Due to their large pores and vast synthetic tunability, metal–organic frameworks represent a promising template for the synthesis of anionic materials with structurally defined, weakly coordinated cations.13–15 Thus far, crystallographic location of these charge-balancing cations has been limited to various bulky alkylammonium ions16–20 and cobaltocenium,21 with only a few examples of monoatomic cations being structurally characterized.22–25 Interestingly, certain framework materials containing small, charge-dense monoatomic cations have been found to exhibit enhanced gas uptake and binding relative to their parent materials,20,22–27 but these interactions are much weaker than those characterized in zeolites containing the same cations.9,10,24,28–31 Therefore, more precise information regarding the local structure of extra-framework cations is needed to fully understand the adsorption properties of anionic metal–organic frameworks.
Structural characterization of activated anionic frameworks is particularly crucial, as migration of extra-framework cations following solvent removal can drastically change the chemical environment and thus the adsorption properties of the material. However, to the best of our knowledge, there are no reports of activated metal–organic framework structures containing alkali metal cations in the pores, motivating the study of robust frameworks that can withstand harsh metalation and activation conditions while maintaining single crystallinity. The principal challenge here lies in identifying or designing frameworks that can undergo chemical reduction without loss of crystallinity. Toward this end, we identified the robust metal–organic framework Fe2(bdp)332 (bdp2− = 1,4-benzenedipyrazolate) as a suitable platform. The structure of this material was previously determined from powder X-ray diffraction data32 and features triangular channels with vertices comprising chains of octahedral iron centers coordinated by pyrazolate linkers. In addition to its enhanced chemical and thermal stability relative to metal–carboxylate frameworks,33,34 powder X-ray diffraction has shown that this material undergoes topotactic insertion of potassium ions upon chemical reduction.35 While the electronic properties of the reduced framework were previously characterized, structural changes and the position of the cations within the pore have not been studied.
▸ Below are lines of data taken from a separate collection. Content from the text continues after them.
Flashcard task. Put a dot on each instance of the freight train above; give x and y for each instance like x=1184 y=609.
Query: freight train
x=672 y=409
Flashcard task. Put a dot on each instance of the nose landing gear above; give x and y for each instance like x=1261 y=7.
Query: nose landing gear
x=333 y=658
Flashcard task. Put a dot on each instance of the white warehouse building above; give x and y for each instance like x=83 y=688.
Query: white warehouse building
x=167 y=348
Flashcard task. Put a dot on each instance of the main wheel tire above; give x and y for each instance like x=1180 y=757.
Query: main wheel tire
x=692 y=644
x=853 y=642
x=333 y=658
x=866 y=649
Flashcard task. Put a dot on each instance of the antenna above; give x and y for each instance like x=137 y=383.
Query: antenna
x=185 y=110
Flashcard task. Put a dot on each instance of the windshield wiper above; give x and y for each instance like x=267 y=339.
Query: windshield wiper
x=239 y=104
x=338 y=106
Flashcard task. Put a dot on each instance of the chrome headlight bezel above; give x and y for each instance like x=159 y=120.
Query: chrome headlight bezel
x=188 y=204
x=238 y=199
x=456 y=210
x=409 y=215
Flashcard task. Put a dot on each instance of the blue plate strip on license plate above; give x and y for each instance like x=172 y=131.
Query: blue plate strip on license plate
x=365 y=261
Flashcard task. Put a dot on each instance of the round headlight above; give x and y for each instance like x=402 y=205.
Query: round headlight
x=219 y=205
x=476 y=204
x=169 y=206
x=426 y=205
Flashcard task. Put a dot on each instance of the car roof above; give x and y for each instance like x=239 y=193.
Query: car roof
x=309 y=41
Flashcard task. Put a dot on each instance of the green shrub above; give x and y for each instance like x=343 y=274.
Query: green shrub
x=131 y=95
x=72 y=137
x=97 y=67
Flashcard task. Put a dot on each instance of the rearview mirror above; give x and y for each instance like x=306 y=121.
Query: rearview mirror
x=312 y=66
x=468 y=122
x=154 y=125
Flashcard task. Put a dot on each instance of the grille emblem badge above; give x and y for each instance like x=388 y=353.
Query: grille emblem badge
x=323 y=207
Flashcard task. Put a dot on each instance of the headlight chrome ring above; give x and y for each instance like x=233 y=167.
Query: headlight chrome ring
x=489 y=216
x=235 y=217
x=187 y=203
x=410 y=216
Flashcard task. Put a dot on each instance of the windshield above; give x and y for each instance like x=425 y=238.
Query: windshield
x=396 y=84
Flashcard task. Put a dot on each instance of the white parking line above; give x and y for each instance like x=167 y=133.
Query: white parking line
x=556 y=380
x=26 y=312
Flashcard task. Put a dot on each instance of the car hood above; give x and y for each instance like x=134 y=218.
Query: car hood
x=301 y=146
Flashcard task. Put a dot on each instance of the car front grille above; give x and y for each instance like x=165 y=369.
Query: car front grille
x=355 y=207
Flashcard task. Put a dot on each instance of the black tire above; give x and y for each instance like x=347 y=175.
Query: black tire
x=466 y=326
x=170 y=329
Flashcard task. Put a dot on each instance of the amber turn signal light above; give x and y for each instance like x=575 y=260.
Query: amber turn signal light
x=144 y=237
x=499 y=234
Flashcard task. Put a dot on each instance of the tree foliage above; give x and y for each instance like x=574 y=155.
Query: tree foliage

Herein, we report the first synthesis and detailed crystallographic characterization of single crystals of Fe2(bdp)3 and reduced, alkali metal cation-containing analogues of the type AxFe2(bdp)3 (A = Li+, Na+, K+). Data obtained for solvated and activated single crystals of the reduced material suggest that cation migration occurs upon solvent removal to maximize stabilizing electrostatic interactions with charge-dense regions of the framework, resulting in partial reduction of the cation charge densities, as suggested by hydrogen adsorption data. We also prepare the novel magnesium-inserted framework Mg0.85Fe2(bdp)3, which exhibits a higher affinity for H2, indicating that increased cation charge density can promote stronger cation–adsorbate interactions, despite shielding exerted by the pore walls.
Single-crystal-to-single-crystal chemical reductions were carried out using lithium, sodium, or potassium naphthalenide to access the fully reduced framework materials A2Fe2(bdp)3 (A = Li+, Na+, K+, see the ESI‡ for full details). Similar to the reported procedure for the reduction of microcrystalline Fe2(bdp)3,35 solutions of Na(C10H8) or K(C10H8) in THF were slowly added to crystals of Fe2(bdp)3 suspended in THF. In both cases, naphthalenide was added in excess of one equiv. per iron center to account for incomplete solvent exchange and formula unit uncertainty. Storage of these suspensions for one to two months yielded single crystals of A2Fe2(bdp)3·yTHF. In the case of lithium naphthalenide, direct reduction with excess reagent did not afford reduced single crystals suitable for diffraction. Instead, Li2Fe2(bdp)3·yTHF was prepared by suspending crystals of Fe2(bdp)3 on a fritted filter within a vial (see Fig. S2‡) containing a slurry of microcrystalline Fe2(bdp)3 stirring with lithium naphthalenide in THF. This approach enabled isolation of single crystals of Li2Fe2(bdp)3·yTHF over the course of two to four weeks.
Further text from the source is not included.